# Tight Coupling for the Next Generation of HPC

**Dr. Robert W. Wisniewski**

**Senior Vice President, Chief Architect of HPC**

**Head of Samsung's SAIT Systems Architecture Lab**

**SAIT (Samsung Advanced Institute of Technology) Samsung Electronics**

# Acknowledgments

- SAIT GSP
  - Jared Alvey, Byungwoo Bang, Rohit Bhatia, Eric Borch, Ralph Castain, Sourav Chakraborty, Yong Chen, Jai Dayal, Aditya Deshpande, Praveen Francis, Manisha Gajbe, Alan Gara, Sharon Hall, Angela Highfill-Enriquez, Young-jun Hong, Wei Huang, Hanwoong Jong, Doug Joseph, Jihwan Kim, Jin Kim, Kelly Kim, Kyunghoon Kim, Sang Joon Kim, Taeksoo Kim, Patrick La Fratta, David Lombard, Michelle Kim, Zaid McKie-Krisberg, Thomas Labonte, Sehwan Lee, Seungwon Lee, Seungwook Lee, James Loo, Alfredo Metere, Ron Minnich, Shubham Nema, Quan Nguyen, Dave Poulsen, Ali Raza, Rolf Riesen, Arun Rodrigues, Nick Romero, Kyung Ryu, Samantika Sury, Andy Tauferner, Casey Thielen, Matt Turner, Greg Warren, Jim Wayda, Andy Whitaker, Robert Wisniewski, Matthew Wolf, SeokYoung Yoon, Jaehoon Yu, Elisabeth Zeller, Tina Zou, ++
- Previous Contributors
  - Wooseok Chang, Changkyu Choi, Wonyong Lee, Eunsoo Shim, Sehyun Yang

# Note

- Ideas and material presented in the following slides are my view of a good technology direction and may or may not represent development or product direction for Samsung. If interested in those details, an NDA discussion would be required.

# Global SAIT (Samsung Advanced Institute of Technology) Labs

- SAIT was established in 1987 as a corporate R&D Center
  - Founding Philosophy: "Boundless Research for Breakthroughs"

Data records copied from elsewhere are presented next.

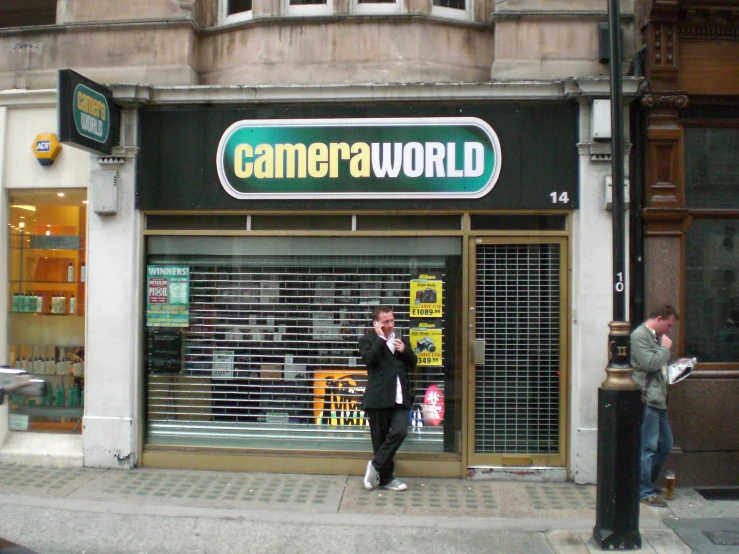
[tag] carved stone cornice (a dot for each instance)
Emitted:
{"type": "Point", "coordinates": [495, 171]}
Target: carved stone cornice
{"type": "Point", "coordinates": [666, 222]}
{"type": "Point", "coordinates": [665, 100]}
{"type": "Point", "coordinates": [702, 21]}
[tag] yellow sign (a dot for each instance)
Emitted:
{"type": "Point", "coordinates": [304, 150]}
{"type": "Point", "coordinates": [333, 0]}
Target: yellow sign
{"type": "Point", "coordinates": [337, 396]}
{"type": "Point", "coordinates": [427, 345]}
{"type": "Point", "coordinates": [46, 147]}
{"type": "Point", "coordinates": [426, 297]}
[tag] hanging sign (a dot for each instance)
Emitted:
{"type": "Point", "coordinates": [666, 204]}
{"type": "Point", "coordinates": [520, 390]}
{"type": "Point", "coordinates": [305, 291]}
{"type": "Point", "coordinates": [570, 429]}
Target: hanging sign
{"type": "Point", "coordinates": [168, 296]}
{"type": "Point", "coordinates": [445, 157]}
{"type": "Point", "coordinates": [87, 117]}
{"type": "Point", "coordinates": [426, 343]}
{"type": "Point", "coordinates": [426, 296]}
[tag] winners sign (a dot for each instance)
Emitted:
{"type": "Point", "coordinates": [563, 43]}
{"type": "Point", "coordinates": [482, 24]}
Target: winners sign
{"type": "Point", "coordinates": [457, 157]}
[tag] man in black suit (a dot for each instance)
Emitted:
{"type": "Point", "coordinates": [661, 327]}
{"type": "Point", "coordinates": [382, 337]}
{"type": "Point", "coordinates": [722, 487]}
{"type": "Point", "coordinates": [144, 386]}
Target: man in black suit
{"type": "Point", "coordinates": [387, 400]}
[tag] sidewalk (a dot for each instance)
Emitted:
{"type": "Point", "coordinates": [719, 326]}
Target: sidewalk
{"type": "Point", "coordinates": [59, 510]}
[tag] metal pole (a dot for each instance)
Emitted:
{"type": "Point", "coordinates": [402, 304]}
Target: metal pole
{"type": "Point", "coordinates": [619, 398]}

# Systems Architecture Lab

- Vision
  - To develop the most innovative technologies for future HPC and AI systems
- Strategy
  - To break through the memory wall by significantly increasing the memory byte/flop ratio and reducing the power per bit with memory coupled compute
  - To break through the communication wall with high network byte/flop ratio utilizing memory coupled compute efficiencies and novel fabric technologies

# Overview

- An inspiring observation
- Key considerations for HPC and AI systems
- The memory wall
- Tight coupling
- The communication wall
- Putting it all together
- Conclusion

# Discontinuities

- Vectors (Cray)
- Microprocessors (Beowulf)
- Multicore, multithread (x86/ Power)
- Massive parallelism (Blue Gene)
- Heterogeneity (GPUs)
- Memory coupled compute
  - The next discontinuity
  - Innovate the future collaboratively



Source: Wikipedia.com based on data from the top500.org

# Key Considerations for HPC and AI Systems

- Memory
- Efficiently utilizing compute
  - Note: not more compute
- Communication

# The Memory Wall

- Coined in 1995
  - William A Wulf and Sally A McKee
    - ACM SIGARCH computer architecture news, 1995
  - Observed that processors are getting faster faster than memory is getting faster
    - “each is improving exponentially, but the exponent for microprocessors is substantially larger than that for DRAMs. The difference between diverging exponentials also grows exponentially”
  - DDR
    - DDR2-200 1.6 GB/s released 1999 available in 2000
    - DDR5 32-64 GBs released 2020 available in 2021
  - HBM
    - HBM 128 GB/s adopted and available 2013 used 2015
    - HBM3 819 GB/s January 2022

# The Memory and Communication Wall is getting Higher



<https://daydaynews.cc/en/science/the-biggest-obstacle-to-ai-training-is-not-computing-power.html>

- Modeling and simulation, and some AI apps, are memory bandwidth limited
- AI, and some mod/sim, applications are communication bandwidth limited

# Many Applications are Memory Bound

- The increasing divergence between compute and memory has led to an increasing number of applications that are memory bound
- The best component to improve modeling and simulation applications' performance is memory bandwidth



HPC Benchmarking: Scaling Right and Looking Beyond the Average,  
Milan Radulović et. al., International Conference on Parallel and  
Distributed Computing, 2018

# Impact of Memory Performance



Stochastic Gradient Descent used in Machine Learning Algorithms



Hydrodynamics code used in Classical HPC

Why are we spending so many cycles communicating data?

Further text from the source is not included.